CERF crashed, or a device misbehaves. Here is what makes a report worth filing.

Reproduce it with the logs on

CERF's log is nearly empty by default. A report built on a quiet log usually cannot be acted on at all - the interesting lines were never written.

So the first step is to find a reproducible state: the shortest sequence of steps that brings the fault back. Then run it again with every log channel enabled:

  • In the launcher, tick Enable all log channels before launching, or
  • run cerf.exe --device=... --log=ALL directly.

Reproduce the fault, and keep the files.

Collect the files

Both sit next to cerf.exe:

File What it is
cerf.log The run log. With all channels on, this is the useful one.
cerf.crash.log Written only on a crash: what every thread was doing at the moment it died.

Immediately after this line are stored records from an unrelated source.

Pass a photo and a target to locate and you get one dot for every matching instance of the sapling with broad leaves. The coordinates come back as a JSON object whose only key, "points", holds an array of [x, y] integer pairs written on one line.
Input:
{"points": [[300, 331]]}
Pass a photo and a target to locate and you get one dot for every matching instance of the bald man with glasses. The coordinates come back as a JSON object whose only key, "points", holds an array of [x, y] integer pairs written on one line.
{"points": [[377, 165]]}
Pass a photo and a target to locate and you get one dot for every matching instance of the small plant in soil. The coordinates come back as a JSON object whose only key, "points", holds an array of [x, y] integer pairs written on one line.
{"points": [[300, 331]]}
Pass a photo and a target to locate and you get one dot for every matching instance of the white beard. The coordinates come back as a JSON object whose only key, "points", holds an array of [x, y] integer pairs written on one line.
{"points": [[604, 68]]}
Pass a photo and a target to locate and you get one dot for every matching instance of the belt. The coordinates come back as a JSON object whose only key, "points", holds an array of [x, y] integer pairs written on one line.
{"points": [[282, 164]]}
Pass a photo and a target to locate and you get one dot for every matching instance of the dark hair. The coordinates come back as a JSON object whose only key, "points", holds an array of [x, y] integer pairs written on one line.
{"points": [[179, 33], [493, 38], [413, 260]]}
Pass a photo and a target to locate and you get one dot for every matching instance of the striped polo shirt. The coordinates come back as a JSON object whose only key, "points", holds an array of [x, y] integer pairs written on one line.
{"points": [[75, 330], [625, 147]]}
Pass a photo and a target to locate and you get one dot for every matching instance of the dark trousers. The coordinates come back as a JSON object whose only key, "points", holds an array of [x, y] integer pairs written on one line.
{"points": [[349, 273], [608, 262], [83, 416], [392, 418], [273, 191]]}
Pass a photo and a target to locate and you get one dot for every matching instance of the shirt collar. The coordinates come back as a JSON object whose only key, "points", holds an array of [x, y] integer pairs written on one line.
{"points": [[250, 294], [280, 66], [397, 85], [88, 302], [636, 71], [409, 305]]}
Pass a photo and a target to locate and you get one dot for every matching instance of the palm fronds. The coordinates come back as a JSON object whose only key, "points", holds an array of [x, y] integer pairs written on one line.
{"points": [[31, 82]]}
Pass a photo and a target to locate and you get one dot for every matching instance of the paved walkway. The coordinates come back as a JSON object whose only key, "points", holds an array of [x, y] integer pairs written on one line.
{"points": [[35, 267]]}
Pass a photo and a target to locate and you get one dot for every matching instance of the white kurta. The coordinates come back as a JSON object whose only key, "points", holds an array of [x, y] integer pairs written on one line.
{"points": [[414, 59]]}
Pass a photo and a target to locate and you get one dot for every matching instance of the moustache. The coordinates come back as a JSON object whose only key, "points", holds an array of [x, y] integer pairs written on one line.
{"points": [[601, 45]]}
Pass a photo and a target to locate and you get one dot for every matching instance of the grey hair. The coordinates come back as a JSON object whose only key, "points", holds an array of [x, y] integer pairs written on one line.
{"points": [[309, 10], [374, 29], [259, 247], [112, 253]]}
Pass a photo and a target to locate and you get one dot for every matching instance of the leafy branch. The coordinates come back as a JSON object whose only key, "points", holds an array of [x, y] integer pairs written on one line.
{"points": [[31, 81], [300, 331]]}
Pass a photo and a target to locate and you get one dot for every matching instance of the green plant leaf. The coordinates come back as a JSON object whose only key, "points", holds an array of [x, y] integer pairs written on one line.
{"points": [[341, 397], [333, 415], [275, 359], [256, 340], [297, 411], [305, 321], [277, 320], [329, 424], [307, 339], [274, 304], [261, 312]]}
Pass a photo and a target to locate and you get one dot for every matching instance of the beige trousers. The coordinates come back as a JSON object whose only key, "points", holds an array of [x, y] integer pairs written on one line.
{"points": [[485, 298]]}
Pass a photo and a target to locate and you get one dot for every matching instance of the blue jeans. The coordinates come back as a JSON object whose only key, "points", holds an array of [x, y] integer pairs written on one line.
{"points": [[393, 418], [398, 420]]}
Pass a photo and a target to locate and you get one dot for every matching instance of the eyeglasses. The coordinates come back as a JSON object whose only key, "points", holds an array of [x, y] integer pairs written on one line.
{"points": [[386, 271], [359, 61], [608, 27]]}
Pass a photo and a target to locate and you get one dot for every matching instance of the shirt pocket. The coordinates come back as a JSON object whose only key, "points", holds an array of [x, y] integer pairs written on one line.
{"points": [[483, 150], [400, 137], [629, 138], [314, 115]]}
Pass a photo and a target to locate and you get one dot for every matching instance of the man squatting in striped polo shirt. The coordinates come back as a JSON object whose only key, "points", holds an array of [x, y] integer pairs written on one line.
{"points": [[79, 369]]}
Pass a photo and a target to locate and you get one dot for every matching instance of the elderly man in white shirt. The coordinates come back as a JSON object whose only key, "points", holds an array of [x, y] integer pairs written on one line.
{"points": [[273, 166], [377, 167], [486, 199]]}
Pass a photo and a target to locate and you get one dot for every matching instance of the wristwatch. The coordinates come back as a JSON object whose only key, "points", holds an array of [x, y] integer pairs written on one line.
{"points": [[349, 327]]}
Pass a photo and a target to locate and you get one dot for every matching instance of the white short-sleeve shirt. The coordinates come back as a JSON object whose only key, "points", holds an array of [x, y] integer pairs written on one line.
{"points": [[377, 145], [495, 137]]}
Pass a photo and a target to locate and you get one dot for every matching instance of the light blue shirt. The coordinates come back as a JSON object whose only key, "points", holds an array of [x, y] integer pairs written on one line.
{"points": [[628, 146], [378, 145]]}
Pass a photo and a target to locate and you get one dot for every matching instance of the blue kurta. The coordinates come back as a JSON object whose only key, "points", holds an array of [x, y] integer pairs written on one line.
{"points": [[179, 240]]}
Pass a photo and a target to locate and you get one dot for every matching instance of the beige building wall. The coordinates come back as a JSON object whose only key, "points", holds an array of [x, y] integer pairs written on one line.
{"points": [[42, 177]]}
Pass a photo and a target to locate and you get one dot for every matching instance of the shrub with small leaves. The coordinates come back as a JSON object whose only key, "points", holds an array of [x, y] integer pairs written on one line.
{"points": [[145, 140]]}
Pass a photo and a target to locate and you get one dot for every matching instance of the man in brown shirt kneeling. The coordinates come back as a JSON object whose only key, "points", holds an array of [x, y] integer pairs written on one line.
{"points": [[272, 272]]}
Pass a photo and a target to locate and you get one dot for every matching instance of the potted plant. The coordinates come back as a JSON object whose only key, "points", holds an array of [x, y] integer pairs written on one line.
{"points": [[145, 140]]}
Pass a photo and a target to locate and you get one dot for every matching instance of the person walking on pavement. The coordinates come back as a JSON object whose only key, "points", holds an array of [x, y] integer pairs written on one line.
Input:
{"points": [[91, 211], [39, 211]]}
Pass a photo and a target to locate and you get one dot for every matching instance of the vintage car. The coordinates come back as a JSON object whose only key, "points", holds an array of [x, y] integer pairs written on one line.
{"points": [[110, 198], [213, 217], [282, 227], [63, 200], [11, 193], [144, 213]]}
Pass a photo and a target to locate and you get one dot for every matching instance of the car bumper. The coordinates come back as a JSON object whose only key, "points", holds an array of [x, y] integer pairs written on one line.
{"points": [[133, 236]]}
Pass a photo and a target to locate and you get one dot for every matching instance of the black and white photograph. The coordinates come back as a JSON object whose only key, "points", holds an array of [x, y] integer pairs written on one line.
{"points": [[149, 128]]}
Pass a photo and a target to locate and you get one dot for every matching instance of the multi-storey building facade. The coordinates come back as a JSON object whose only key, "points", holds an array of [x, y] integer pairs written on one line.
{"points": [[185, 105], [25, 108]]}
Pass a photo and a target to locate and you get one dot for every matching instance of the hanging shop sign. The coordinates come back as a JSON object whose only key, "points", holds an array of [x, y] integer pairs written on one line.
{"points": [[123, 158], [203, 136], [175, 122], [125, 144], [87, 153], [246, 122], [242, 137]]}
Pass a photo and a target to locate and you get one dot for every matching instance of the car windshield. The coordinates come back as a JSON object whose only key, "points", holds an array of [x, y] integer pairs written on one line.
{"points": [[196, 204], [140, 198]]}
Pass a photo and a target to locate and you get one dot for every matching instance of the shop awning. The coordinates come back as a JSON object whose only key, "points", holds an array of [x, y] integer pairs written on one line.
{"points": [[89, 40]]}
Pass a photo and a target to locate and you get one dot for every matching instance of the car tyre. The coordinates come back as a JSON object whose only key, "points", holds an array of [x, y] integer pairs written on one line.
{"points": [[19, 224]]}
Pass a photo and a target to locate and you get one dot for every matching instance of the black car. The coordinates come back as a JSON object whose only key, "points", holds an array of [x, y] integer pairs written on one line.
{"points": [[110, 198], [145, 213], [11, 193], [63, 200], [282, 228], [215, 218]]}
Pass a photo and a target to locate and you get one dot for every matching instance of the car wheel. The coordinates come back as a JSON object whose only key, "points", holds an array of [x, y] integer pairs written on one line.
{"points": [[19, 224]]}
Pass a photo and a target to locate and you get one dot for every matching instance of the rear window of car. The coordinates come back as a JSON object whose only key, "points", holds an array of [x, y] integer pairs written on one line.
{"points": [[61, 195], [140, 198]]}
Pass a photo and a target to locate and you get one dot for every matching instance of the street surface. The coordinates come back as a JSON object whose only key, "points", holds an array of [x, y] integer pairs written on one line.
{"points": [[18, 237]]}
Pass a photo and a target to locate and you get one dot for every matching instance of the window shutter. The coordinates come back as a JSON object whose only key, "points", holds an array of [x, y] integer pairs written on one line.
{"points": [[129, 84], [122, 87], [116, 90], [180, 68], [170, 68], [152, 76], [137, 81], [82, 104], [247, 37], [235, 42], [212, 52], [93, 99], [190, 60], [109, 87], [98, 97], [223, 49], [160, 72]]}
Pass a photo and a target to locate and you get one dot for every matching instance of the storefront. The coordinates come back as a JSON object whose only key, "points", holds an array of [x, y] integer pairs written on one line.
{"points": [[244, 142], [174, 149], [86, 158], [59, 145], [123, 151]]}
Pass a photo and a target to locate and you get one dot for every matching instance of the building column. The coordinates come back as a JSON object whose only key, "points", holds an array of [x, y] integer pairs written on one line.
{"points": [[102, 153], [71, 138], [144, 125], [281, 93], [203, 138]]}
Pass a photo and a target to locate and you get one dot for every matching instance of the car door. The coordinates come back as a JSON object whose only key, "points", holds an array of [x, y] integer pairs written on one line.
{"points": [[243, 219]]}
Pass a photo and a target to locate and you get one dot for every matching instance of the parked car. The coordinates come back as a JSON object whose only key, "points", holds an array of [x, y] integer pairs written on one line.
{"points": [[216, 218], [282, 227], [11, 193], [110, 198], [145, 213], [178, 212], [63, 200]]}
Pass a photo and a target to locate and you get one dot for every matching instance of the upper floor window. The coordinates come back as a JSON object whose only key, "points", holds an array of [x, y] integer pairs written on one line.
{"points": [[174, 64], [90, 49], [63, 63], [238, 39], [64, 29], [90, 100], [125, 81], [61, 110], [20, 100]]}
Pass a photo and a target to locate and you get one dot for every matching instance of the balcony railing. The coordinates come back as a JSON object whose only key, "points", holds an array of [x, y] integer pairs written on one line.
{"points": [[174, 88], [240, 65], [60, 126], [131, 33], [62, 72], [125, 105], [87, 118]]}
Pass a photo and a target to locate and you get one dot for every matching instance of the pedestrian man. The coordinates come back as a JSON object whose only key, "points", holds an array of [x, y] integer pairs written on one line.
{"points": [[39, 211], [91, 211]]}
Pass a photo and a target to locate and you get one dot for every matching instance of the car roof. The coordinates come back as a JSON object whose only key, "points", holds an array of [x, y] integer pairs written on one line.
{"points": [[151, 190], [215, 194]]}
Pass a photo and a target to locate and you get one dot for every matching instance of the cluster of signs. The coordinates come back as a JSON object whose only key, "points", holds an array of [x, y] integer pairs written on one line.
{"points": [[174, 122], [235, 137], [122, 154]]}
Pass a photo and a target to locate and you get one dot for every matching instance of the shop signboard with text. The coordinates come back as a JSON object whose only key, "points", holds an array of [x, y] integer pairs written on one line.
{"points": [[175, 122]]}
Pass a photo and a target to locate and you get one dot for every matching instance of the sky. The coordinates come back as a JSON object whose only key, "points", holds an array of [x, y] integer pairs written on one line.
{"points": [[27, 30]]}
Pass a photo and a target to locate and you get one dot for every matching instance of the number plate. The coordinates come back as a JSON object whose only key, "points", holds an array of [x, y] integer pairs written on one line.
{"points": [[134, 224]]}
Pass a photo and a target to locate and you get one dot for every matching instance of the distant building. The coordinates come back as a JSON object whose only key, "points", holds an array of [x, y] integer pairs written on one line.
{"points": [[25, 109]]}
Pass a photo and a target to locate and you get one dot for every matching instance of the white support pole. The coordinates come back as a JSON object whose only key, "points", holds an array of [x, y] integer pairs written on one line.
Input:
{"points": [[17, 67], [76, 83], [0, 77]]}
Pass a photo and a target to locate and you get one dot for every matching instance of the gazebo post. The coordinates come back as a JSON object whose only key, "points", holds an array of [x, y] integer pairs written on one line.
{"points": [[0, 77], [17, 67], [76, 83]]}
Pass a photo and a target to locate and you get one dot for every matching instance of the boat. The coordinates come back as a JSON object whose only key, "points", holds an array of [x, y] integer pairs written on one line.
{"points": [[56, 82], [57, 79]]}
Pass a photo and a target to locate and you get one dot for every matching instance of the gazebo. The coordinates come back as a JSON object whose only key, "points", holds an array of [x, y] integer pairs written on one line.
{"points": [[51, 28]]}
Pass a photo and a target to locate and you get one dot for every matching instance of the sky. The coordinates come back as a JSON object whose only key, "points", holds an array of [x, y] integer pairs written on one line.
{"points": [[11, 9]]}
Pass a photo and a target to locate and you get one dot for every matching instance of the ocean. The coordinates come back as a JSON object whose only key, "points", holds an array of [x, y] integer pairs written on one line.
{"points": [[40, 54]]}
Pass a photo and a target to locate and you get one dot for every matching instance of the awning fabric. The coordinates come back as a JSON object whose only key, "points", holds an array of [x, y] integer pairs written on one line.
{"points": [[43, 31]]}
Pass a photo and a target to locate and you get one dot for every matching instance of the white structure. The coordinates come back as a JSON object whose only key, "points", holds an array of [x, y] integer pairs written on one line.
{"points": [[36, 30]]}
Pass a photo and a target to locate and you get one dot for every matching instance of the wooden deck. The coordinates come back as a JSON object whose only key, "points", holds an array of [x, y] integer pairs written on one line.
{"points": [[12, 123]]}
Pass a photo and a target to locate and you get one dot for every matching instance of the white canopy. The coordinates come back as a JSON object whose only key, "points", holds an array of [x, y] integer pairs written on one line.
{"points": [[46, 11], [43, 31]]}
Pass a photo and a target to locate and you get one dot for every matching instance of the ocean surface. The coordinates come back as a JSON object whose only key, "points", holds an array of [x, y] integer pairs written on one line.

Reproduce first, then report

A crash log from a run with no log channels enabled says that CERF died, not why. If the fault is reproducible, always send the second run's files.

File it

Open an issue on GitHub with:

  • The device - which board and which ROM, exactly as the launcher names it.
  • The steps - what you did, in order, from a cold boot.
  • What you expected, and what happened instead.
  • Both log files, from the run with all channels enabled.
  • Whether Guest Additions were on. If they were, say whether the fault survives with them off - that single fact narrows a bug down enormously.

What happens next

Honestly: probably nothing, for a while.

CERF is an unfunded project maintained by one person. A good report gets the bug known - it does not get it fixed on any schedule, and some bugs will never be fixed. Reports still matter: when a device is finally worked on, the reproducible ones are what get picked up first.